Köstenberger comments about the evaluation of Judith Hartenstein, an egalitarian, who agreed with his exegesis of the passage, but not his theology (she doesn't believe Paul wrote I Timothy). He comments that often, presuppositions colour the exegesis:

... Hartenstein's candor makes explicit what may often be an unacknowledged factor in feminist or egalitarian interpretations of I Timothy 2:12, namely, presuppositions that in fact override the actual exegesis of the passage. Whether or not this is acknowledged by egalitarian or feminist interpreters, their choice of which exegetical arguments to embrace may be (and often seems to be) motivated by their prior commitment to egalitarianism. How refreshing it is when this is openly acknowledged, as in the case of Hartenstein's review.

I'm wondering if egalitarians would level the same allegation toward complementarians in their exegesis. We all have presuppositions; better to be up front about that. I think significant amounts of disagreement arise because of our differing presuppsotions.


His purposes or mine?

I'm in the middle of Bryan Chapell's Praying Backwards.

Chapell talks about praying in Jesus' name. In fact, he begins with it, hence the title of the book. Before we pray, we ought to think about what it means to pray in Jesus' name.

Praying in Jesus' name means examining our motives:

To do anything in the Lord's name means to do it for his purposes. When we pray in Jesus' name, we are petitioning God to bring glory to Jesus and we are asking for his will to be done in everthing so that he will be honored above all. Prayers in Jesus' name are enveloped with concern that he be represented, blessed, and glorified. By appealing to Jesus' name, we surrender our prayers to his purposes. This means that, while we should present many kinds of petitions to God, a preayer offered in Jesus' name ultimately requests his desires.

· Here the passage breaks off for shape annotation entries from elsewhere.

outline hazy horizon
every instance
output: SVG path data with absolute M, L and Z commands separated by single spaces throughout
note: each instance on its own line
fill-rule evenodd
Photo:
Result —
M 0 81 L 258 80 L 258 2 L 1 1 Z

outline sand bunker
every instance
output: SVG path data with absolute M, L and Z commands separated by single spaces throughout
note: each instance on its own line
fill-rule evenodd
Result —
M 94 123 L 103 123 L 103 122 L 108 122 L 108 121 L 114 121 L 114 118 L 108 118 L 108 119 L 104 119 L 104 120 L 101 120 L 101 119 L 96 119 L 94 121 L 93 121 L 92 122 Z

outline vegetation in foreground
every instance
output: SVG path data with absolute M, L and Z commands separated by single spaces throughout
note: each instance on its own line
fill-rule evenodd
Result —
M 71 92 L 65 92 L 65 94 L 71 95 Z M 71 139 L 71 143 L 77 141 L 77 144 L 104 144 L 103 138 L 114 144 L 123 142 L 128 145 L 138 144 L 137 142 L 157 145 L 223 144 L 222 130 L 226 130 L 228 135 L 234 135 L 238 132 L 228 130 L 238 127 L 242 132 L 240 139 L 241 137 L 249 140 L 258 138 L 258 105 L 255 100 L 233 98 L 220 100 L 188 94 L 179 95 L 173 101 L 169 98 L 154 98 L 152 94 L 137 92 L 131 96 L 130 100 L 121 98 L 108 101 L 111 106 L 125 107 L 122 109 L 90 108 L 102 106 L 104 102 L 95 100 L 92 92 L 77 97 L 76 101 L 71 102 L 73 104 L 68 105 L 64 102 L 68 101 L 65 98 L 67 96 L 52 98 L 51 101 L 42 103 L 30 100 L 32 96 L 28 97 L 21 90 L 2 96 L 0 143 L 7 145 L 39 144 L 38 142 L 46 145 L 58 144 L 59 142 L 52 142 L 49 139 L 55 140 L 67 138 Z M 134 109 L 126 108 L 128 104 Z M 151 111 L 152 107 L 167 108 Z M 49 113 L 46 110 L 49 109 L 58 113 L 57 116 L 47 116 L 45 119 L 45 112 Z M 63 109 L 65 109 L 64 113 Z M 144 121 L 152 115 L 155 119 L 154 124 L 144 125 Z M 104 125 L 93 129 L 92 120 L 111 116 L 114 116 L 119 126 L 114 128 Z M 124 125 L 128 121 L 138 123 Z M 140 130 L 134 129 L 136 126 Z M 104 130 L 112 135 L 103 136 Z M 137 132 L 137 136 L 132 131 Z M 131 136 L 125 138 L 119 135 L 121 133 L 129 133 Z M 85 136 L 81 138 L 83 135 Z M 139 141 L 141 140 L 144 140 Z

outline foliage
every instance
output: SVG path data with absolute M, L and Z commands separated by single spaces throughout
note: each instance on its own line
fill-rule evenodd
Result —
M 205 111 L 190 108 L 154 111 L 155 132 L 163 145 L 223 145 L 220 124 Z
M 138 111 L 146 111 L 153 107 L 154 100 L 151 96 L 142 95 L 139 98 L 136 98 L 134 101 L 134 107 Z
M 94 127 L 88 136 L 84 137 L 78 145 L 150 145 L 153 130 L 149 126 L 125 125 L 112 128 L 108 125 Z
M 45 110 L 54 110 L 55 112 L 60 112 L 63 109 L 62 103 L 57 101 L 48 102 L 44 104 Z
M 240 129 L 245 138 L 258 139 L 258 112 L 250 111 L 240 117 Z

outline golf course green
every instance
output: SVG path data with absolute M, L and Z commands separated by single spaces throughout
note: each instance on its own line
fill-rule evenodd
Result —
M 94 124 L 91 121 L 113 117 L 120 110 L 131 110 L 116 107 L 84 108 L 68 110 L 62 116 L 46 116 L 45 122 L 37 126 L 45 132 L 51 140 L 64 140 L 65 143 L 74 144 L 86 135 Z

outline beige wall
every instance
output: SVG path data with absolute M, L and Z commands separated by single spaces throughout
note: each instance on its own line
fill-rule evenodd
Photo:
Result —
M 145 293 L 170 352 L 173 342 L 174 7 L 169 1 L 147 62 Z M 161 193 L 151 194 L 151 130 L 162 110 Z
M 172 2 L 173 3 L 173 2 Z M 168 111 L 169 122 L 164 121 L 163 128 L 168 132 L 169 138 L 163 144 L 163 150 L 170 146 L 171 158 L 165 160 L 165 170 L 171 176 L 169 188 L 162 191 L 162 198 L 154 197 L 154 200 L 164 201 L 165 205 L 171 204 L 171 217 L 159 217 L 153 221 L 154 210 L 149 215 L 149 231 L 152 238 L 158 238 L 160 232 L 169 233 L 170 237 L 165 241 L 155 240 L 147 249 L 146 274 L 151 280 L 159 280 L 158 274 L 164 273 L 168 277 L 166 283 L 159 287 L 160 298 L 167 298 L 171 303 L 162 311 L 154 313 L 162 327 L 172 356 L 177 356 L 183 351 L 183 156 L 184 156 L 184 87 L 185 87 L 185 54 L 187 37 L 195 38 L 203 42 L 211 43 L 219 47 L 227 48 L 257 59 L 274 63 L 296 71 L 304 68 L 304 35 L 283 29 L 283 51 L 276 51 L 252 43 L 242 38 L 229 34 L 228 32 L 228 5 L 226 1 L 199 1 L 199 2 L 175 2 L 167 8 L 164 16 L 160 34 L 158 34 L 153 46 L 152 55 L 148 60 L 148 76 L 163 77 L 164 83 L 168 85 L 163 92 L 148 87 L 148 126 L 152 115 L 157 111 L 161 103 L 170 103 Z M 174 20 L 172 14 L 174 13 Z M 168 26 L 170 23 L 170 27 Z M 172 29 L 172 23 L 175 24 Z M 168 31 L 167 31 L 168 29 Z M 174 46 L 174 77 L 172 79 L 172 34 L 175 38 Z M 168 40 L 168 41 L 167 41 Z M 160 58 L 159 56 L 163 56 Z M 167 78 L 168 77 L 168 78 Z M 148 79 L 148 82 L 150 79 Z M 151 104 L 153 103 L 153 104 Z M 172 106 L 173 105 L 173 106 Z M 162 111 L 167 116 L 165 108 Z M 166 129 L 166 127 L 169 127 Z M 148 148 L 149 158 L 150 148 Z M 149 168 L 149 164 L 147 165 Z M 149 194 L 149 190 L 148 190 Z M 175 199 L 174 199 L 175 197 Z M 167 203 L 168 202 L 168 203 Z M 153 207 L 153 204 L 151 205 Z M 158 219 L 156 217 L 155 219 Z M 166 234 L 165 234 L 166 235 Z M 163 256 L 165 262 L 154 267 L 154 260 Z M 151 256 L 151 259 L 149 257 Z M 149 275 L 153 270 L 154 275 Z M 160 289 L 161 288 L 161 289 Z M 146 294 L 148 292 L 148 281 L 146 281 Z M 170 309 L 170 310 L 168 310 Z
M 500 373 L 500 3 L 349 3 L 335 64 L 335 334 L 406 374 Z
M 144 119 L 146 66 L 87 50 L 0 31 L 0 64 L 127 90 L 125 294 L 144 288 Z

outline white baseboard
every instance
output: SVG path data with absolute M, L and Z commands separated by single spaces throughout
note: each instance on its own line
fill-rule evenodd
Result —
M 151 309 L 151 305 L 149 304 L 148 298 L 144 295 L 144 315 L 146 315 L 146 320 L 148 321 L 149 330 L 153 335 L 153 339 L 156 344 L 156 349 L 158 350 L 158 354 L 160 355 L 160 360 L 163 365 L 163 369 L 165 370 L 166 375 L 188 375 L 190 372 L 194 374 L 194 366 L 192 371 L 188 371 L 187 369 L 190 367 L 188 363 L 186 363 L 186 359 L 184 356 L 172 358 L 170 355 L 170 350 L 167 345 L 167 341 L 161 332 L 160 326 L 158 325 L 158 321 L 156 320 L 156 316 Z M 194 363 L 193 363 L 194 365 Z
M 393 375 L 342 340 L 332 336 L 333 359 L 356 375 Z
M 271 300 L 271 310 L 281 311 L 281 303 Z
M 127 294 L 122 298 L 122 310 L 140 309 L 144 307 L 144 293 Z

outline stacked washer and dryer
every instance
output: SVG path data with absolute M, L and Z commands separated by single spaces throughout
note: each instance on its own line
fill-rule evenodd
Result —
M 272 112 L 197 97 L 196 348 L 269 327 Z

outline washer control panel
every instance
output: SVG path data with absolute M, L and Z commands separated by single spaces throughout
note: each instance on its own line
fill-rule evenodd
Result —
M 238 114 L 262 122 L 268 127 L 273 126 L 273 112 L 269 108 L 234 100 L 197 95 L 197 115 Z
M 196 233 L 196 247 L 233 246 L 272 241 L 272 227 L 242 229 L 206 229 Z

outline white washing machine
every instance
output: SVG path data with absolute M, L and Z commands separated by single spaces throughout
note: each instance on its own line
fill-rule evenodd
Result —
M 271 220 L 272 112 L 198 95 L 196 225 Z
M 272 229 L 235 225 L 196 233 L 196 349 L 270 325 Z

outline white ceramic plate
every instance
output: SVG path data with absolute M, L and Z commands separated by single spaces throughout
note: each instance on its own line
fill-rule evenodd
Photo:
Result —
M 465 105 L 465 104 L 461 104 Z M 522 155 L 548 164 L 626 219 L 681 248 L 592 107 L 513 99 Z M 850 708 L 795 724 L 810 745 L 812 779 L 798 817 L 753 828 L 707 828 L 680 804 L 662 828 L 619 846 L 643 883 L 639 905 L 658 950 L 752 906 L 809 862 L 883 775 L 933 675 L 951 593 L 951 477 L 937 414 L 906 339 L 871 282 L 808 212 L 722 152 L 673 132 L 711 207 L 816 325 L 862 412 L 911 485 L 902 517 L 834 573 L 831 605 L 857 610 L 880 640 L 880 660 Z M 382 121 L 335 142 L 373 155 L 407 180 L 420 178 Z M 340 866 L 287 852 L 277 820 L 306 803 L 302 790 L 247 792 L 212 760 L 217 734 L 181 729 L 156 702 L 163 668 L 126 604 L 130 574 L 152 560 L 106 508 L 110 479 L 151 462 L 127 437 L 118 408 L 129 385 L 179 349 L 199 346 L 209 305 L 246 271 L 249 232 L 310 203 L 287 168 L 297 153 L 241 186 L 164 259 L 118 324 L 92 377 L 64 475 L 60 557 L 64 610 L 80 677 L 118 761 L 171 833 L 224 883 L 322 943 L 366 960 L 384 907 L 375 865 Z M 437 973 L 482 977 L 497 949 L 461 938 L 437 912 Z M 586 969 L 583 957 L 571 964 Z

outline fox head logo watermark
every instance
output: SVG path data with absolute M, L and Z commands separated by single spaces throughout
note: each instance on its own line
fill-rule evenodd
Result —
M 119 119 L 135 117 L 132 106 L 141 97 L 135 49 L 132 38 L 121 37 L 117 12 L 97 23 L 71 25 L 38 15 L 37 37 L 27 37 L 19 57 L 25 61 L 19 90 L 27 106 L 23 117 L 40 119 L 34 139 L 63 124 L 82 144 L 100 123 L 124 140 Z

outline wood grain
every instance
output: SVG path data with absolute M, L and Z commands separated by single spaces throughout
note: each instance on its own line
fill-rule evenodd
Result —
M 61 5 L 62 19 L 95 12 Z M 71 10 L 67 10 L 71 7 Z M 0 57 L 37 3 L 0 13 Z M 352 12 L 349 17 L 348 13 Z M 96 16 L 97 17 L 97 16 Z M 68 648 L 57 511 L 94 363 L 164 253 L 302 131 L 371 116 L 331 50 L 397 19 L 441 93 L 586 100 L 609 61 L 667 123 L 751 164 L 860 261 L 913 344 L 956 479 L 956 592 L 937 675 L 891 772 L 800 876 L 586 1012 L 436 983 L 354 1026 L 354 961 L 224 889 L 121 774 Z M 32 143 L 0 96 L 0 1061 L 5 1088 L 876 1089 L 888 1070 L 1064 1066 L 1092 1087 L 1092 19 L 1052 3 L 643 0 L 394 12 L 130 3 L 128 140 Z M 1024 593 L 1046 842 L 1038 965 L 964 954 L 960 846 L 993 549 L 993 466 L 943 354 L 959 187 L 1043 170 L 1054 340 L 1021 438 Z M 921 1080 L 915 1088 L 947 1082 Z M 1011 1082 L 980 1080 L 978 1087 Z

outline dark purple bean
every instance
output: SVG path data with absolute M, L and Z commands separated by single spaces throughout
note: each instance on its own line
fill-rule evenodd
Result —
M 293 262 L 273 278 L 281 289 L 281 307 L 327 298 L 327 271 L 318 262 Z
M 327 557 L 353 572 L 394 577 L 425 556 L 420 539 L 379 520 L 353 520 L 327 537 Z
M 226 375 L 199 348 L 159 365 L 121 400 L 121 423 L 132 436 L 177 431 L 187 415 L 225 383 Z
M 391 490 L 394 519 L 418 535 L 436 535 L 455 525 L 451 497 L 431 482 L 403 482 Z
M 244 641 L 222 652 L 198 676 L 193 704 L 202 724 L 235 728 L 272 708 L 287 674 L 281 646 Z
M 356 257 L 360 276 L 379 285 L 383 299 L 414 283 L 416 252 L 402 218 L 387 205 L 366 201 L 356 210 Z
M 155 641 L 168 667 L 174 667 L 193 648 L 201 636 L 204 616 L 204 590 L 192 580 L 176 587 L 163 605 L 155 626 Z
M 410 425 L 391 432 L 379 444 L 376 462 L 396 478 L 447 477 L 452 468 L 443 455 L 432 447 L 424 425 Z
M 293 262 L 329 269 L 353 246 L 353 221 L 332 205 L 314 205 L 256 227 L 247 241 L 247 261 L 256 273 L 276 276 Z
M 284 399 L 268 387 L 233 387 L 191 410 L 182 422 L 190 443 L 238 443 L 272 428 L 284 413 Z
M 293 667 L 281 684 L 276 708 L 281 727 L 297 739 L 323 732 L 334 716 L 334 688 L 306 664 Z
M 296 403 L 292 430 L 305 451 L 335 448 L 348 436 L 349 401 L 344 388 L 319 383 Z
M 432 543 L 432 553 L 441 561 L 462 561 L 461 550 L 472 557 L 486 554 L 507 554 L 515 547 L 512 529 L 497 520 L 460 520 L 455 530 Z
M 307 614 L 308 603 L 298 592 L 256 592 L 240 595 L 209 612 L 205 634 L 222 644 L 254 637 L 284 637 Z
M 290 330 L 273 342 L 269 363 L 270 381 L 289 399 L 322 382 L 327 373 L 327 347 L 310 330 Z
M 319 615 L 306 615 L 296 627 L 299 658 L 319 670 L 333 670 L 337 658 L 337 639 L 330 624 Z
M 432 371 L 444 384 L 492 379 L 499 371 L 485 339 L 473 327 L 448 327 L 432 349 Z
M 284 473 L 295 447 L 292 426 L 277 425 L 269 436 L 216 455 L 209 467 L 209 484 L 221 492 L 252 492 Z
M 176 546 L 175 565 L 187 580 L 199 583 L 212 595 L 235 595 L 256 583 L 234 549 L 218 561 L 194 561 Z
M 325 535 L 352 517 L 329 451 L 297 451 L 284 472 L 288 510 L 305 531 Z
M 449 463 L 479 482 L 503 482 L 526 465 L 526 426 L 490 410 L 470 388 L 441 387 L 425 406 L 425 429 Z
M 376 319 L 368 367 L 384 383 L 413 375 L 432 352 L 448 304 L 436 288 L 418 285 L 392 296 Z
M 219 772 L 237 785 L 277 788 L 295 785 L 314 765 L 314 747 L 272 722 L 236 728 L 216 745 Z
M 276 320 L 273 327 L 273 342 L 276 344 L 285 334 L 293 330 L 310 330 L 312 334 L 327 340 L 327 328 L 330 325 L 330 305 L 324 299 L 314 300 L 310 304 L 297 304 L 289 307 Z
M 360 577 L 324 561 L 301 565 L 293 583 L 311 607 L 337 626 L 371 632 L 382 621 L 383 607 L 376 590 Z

 ... to do it for his purposes...

I thought about that a while as I went for a walk yesterday. How often do I pray with my purposes in mind? As if merely having those desires means that God will (or must) fulfill them. So often, we think that the ability to have something or do something means we have the right; I have an ability, so I must use it. Maybe yes, or maybe no.

As I think about the motives of my prayers, I am also challenged to examine the motives for my desires. Why do I desire this or that thing? Is it because it is that which will bring the most glory to Christ, or to me?  Do I desire it because it will bring glory to God, or will it make my life easier? What if what brings God the most glory is to deny me something? That is certainly a possibility in God's economy.

The thing about reading books on prayer is that ultimately, they may challenge us to evaluate more than just our prayers.